With the ongoing coronavirus pandemic and record levels of unemployment, the conversation around socialism in the U.S. has resurfaced in surprising ways. So we thought we’d revisit this episode from 2019.
Image: The cover art for the album “Power to the Working Class: Revolutionary songs written &amp; sung by workers &amp; students in struggle.” Source: Library of Congress
This episode and related resources are funded by a grant from the National Endowment for the Humanities. Any views, findings, conclusions, or recommendations expressed in this show, do not necessarily represent those of the National Endowment for the Humanities.
Red in the Stars and Stripes? Lesson Set
At many times throughout American history, there have been organized movements in favor of socialism. This debate continues in today’s politics, as several candidates in the Democratic Party have advocated for a more socialist approach to the United States economy. For some Americans, socialism represents a more equitable distribution of power and wealth.

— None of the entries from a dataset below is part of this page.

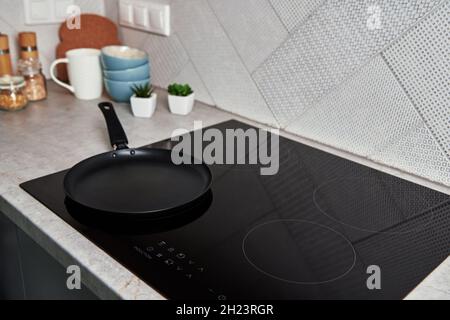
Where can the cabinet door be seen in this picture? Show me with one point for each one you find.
(11, 282)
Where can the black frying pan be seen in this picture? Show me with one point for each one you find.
(134, 183)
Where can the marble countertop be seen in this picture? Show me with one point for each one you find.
(55, 134)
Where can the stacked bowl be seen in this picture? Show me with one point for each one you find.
(124, 68)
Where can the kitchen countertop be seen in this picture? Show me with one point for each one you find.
(55, 134)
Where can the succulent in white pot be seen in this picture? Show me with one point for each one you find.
(181, 99)
(143, 101)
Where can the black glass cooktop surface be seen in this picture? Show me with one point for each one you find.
(322, 228)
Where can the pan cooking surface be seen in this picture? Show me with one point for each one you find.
(135, 181)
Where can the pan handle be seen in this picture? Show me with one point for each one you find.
(117, 136)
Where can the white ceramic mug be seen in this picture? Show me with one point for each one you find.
(85, 73)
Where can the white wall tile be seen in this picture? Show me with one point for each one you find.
(253, 27)
(367, 113)
(295, 12)
(217, 62)
(327, 49)
(421, 62)
(416, 152)
(191, 76)
(167, 57)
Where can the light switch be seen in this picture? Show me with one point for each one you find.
(46, 11)
(126, 13)
(150, 16)
(141, 16)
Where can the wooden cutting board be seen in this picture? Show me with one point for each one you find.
(96, 32)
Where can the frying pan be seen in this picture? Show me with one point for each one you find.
(134, 183)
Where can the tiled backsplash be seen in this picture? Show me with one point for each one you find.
(12, 21)
(320, 69)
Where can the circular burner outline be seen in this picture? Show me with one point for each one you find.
(422, 227)
(292, 281)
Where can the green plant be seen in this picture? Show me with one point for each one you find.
(181, 90)
(143, 91)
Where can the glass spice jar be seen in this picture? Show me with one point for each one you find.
(35, 82)
(12, 93)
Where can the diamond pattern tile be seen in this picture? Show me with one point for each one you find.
(416, 152)
(328, 48)
(190, 75)
(368, 112)
(217, 62)
(167, 58)
(421, 62)
(293, 13)
(253, 27)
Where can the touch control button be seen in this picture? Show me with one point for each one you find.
(181, 256)
(169, 262)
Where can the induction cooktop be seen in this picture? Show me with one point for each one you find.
(321, 228)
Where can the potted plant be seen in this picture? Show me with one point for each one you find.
(181, 98)
(143, 101)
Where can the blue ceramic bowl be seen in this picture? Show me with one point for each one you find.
(135, 74)
(121, 91)
(121, 57)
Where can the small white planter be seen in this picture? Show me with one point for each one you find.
(181, 105)
(143, 107)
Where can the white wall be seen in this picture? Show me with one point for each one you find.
(12, 21)
(318, 68)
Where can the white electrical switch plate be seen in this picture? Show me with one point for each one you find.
(149, 16)
(141, 16)
(46, 11)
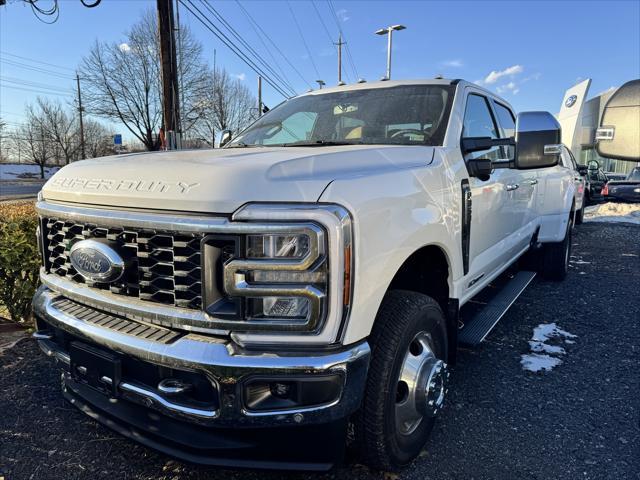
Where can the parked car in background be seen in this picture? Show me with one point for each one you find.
(627, 190)
(568, 161)
(595, 180)
(240, 306)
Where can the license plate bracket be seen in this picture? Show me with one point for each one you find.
(94, 367)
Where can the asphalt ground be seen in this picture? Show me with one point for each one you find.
(577, 421)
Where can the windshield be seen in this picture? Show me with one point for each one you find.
(402, 115)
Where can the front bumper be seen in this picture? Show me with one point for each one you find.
(229, 432)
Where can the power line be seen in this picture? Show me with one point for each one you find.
(347, 49)
(38, 91)
(286, 58)
(35, 69)
(255, 54)
(36, 61)
(304, 42)
(202, 18)
(29, 83)
(340, 42)
(264, 44)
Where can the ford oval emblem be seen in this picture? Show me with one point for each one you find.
(96, 261)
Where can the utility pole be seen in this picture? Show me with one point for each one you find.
(339, 44)
(80, 110)
(389, 31)
(170, 96)
(259, 96)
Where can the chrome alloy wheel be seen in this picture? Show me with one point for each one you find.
(421, 386)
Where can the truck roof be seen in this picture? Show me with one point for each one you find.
(396, 83)
(383, 84)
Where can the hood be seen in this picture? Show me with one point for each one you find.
(222, 180)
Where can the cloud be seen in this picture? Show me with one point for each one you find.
(508, 87)
(496, 75)
(452, 63)
(343, 15)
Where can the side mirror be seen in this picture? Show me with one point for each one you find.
(226, 137)
(619, 134)
(538, 140)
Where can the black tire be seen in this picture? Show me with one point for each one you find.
(402, 316)
(555, 257)
(580, 216)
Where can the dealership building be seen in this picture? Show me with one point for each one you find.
(580, 117)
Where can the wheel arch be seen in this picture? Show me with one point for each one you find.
(429, 271)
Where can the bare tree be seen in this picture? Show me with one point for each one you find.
(98, 139)
(226, 105)
(122, 81)
(60, 127)
(34, 140)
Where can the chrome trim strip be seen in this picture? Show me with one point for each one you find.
(163, 403)
(218, 359)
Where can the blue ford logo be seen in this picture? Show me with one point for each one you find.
(96, 261)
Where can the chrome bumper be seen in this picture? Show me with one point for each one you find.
(222, 362)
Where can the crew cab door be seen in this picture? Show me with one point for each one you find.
(496, 211)
(522, 197)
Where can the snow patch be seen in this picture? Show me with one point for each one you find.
(544, 355)
(613, 212)
(536, 362)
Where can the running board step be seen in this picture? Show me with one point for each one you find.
(477, 328)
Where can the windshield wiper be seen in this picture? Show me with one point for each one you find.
(243, 145)
(318, 143)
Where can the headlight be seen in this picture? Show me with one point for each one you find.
(287, 271)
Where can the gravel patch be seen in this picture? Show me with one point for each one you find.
(579, 420)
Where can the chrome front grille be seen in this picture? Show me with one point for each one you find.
(161, 266)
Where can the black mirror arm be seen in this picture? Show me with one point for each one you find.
(478, 144)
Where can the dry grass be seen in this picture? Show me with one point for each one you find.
(14, 210)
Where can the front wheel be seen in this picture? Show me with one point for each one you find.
(406, 384)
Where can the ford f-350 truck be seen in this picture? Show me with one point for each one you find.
(251, 305)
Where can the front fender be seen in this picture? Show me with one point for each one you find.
(394, 215)
(555, 204)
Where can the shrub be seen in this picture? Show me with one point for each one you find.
(19, 260)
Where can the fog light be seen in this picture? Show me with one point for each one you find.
(280, 389)
(291, 392)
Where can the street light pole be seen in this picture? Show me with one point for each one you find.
(389, 31)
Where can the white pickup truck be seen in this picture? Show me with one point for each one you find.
(250, 305)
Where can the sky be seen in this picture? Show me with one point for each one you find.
(528, 52)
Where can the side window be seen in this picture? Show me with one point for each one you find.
(508, 124)
(479, 122)
(506, 120)
(565, 158)
(573, 160)
(296, 128)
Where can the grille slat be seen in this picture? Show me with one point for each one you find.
(161, 267)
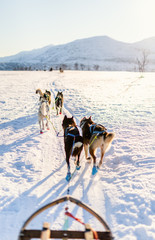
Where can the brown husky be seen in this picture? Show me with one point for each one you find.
(46, 95)
(73, 143)
(95, 136)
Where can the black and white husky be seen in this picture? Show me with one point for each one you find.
(59, 102)
(44, 113)
(73, 143)
(95, 136)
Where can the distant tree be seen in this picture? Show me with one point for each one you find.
(143, 61)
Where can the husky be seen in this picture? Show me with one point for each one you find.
(48, 95)
(59, 102)
(95, 136)
(44, 113)
(73, 143)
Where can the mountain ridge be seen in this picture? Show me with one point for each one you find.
(94, 53)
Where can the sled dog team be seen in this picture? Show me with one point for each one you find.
(93, 135)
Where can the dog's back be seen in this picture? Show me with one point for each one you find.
(72, 140)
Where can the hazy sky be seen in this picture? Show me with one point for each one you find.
(30, 24)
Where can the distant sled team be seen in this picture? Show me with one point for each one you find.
(73, 143)
(93, 135)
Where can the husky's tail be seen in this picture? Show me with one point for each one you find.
(108, 138)
(44, 108)
(77, 148)
(40, 92)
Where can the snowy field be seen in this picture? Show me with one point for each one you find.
(33, 168)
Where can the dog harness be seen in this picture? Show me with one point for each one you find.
(96, 132)
(71, 135)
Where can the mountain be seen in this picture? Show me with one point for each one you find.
(95, 53)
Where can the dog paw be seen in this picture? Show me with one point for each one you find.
(78, 167)
(88, 159)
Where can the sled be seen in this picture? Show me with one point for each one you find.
(46, 233)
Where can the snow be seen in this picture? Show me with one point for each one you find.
(33, 168)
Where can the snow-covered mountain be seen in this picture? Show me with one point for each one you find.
(95, 53)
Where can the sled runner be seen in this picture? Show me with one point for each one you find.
(46, 233)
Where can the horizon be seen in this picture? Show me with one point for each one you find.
(54, 45)
(27, 25)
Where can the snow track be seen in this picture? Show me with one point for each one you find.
(33, 167)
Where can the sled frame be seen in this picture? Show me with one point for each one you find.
(28, 234)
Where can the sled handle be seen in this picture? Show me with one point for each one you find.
(63, 199)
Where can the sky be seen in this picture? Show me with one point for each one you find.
(32, 24)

For others, its values are completely antithetical to the “American Dream” and free enterprise.
This lesson, and the corresponding BackStory episode, focus on how the United States has grappled with socialism throughout its history. It covers the rise of labor movements in the late 19th and early 20th centuries, including the Pullman Strike and the contributions of Eugene V. Debs. It outlines the unique politics of Milwaukee, Wisconsin which elected three socialist mayors between 1910 and 1960. It discusses conservative critiques of socialism put forward by media figures such as Clarence Manion that still resonate in political discourse today. Finally, it examines the perspective of the current mayor of Jackson, Mississippi who is a self-identified socialist.
For many people, there is a negative connotation to the term “socialism.” This lesson explores some of the reasons behind this stigma. The goal is to get students to use a critical lens when examining the ongoing confrontation between socialism and capitalism throughout American history.